There are just all these spots where I'd like to stick a solar this or that, that are NOT close to "full sun", but might get enough sun to power the things I'm interested in (with a suitably oversized panel, perhaps.  They're now cheap enough that one doesn't have to arrange for the minimum possible sized panel.)
It'd be a nice, politically correct, project.  And actually useful.

Yeah, that would be a cool thing.

It might want to sweep the loading to find the point for maximum power. Is it (for a given panel) always at the same voltage, regardless of light level? I don't know.

I've never been in a living situation where it has made sense to get solar, but now I'm renting a farmhouse with a large yard and no neighbours maybe it would be interesting.

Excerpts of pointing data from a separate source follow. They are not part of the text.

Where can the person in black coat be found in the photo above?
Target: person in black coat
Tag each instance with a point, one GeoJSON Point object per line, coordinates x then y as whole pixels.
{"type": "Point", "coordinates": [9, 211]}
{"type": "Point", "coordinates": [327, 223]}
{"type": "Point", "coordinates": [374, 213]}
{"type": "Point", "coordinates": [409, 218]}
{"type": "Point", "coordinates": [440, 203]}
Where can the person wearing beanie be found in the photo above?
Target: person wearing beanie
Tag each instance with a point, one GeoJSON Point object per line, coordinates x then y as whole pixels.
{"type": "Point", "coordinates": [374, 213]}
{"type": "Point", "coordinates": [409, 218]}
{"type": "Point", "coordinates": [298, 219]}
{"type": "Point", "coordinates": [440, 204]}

I'm on a low user plan which means I pay NZ$0.34 per day instead of $2.02 per day, but as a result the electricity is $0.3817 per kWh instead of $0.3231. So I'm paying a very steep US$0.26/kWh and it's would be perhaps well worth trying to generate a little myself.

Particularly nice would be if I can run my 4 kW cooling portable air conditioner off solar on hot summer days :-) Without it I'm using around 10 kWh a day, but with it I can be using up to around 30 to 32 kWh maximum in early-mid February. Though that was sooo hot with nights 22 or 23 C that I was using it 24/7. More normal is 15-20 kWh total in the day if I'm running it from say 10-11 AM to 6-7 PM. So 5-10 kWh for the AC unit itself.

As it's on a 3 pin plug, it would be easy to separate it from the house power.